Dave Brandenburg, botanist for the Dawes Arboretum, taught the botany course. They don't come any more enthusiatic or knowledgeable than Dave, and he was totally in his element showing attendees the prairie flora.

Dave is also the author of the just-released National Wildlife Federation Field Guide to Wildflowers of North America. This is THE book to have if you are interested in plants. It is a benchmark for how these sorts of guides should be done. HERE IS A LINK to a review that I wrote of Dave's guide. I highly recommend it.

Culver's-root, Veronicastrum virginicum, just one of scores of noteworthy plants that we found.

The Tabanus horseflies were not uncommon, and they pack a whallop. But, when seen like this there is a decidedly pleasing aspect to the flesh-piercing little brutes. One of the great things about the OCVN crowd and everyone else who attends this workshop is that they like pretty much everything. So, if we are looking for Lepidoptera and some interesting amphibian or whatever happens by, it is quite alright to get momentarily sidetracked.

Even the horseflies better keep those rainbow-colored eyes peeled for these things. This is a mating pair of robber flies, possibly in the genus Promachus. Robber flies are fascinating and diverse, ranging from tiny Holcocephalus flies not much larger than big gnats, up to the size of this one, which was nearly two inches in length. One thing they've all got in common is that they are highly predatorial - the Peregrine Falcons of the fly world. I photographed a Red-footed Cannibal Fly last year just after it took down one of those large fuzzy bumblebees.

Well, a siesta is much deserved and needed, but I'll slap some other cool stuff from the Killdeer weekend up here later.


Heather said...

'Twas a great weekend at Killdeer, to be sure.
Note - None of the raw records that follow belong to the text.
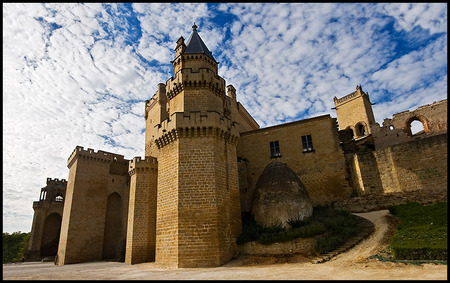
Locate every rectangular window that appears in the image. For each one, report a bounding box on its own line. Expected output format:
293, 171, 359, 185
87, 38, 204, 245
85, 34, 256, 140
270, 141, 281, 158
302, 135, 314, 152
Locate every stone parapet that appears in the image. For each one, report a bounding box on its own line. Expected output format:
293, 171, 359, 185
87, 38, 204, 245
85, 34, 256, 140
155, 111, 239, 148
67, 146, 125, 168
166, 68, 225, 99
128, 156, 158, 176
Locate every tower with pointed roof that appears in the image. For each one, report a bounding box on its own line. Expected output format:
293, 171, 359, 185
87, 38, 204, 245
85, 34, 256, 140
126, 24, 259, 267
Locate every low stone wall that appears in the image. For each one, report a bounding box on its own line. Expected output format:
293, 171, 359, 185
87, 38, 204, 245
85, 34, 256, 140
239, 238, 317, 256
333, 187, 447, 213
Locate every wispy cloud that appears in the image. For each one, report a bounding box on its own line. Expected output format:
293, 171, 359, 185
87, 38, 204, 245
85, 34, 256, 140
3, 3, 447, 232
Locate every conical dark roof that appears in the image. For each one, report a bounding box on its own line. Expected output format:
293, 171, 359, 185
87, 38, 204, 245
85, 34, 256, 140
184, 24, 216, 61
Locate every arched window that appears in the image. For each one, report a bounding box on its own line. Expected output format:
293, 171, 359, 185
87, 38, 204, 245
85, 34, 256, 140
55, 193, 64, 201
345, 126, 355, 140
404, 116, 429, 136
355, 122, 367, 137
410, 120, 424, 136
39, 190, 47, 200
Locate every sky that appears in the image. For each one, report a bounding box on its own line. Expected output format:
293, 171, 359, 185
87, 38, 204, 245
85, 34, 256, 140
2, 3, 447, 233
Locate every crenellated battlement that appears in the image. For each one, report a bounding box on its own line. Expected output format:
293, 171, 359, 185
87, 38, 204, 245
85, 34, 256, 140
333, 85, 369, 107
128, 156, 158, 176
47, 178, 67, 186
67, 146, 127, 168
155, 111, 240, 148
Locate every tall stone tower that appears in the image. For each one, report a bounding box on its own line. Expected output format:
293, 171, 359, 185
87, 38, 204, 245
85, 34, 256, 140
145, 24, 242, 267
334, 86, 375, 139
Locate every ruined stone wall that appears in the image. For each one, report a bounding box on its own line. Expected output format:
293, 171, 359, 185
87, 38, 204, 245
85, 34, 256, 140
334, 86, 375, 138
26, 178, 67, 260
372, 99, 447, 149
374, 134, 447, 193
238, 115, 351, 209
58, 147, 129, 265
Love your photo of the horsefly - sorry I wouldn't let one take a bite out of my face for you, though! Actually, I thought it was a bit odd that they didn't really seem to be interested in us at all. I expected to be bitten, but was never even harassed by one. I can only guess that the female horseflies were not around yet (I remember Jim Davidson talked about how male butterflies show up before the females... maybe it's the same for horseflies?). Still gathering my thoughts for blog posts...

Jim McCormac said...

Glad you enjoyed the weekend, Heather. And could be that there is a sweetness factor involved with horsefly bites - I was bitten multiple times :-)


David said...

I remember being bitten by a horse fly as a kid, I still remember how much they hurt...but, I've never seen one looking almost cute in your photo. It has a puppy dog look to it!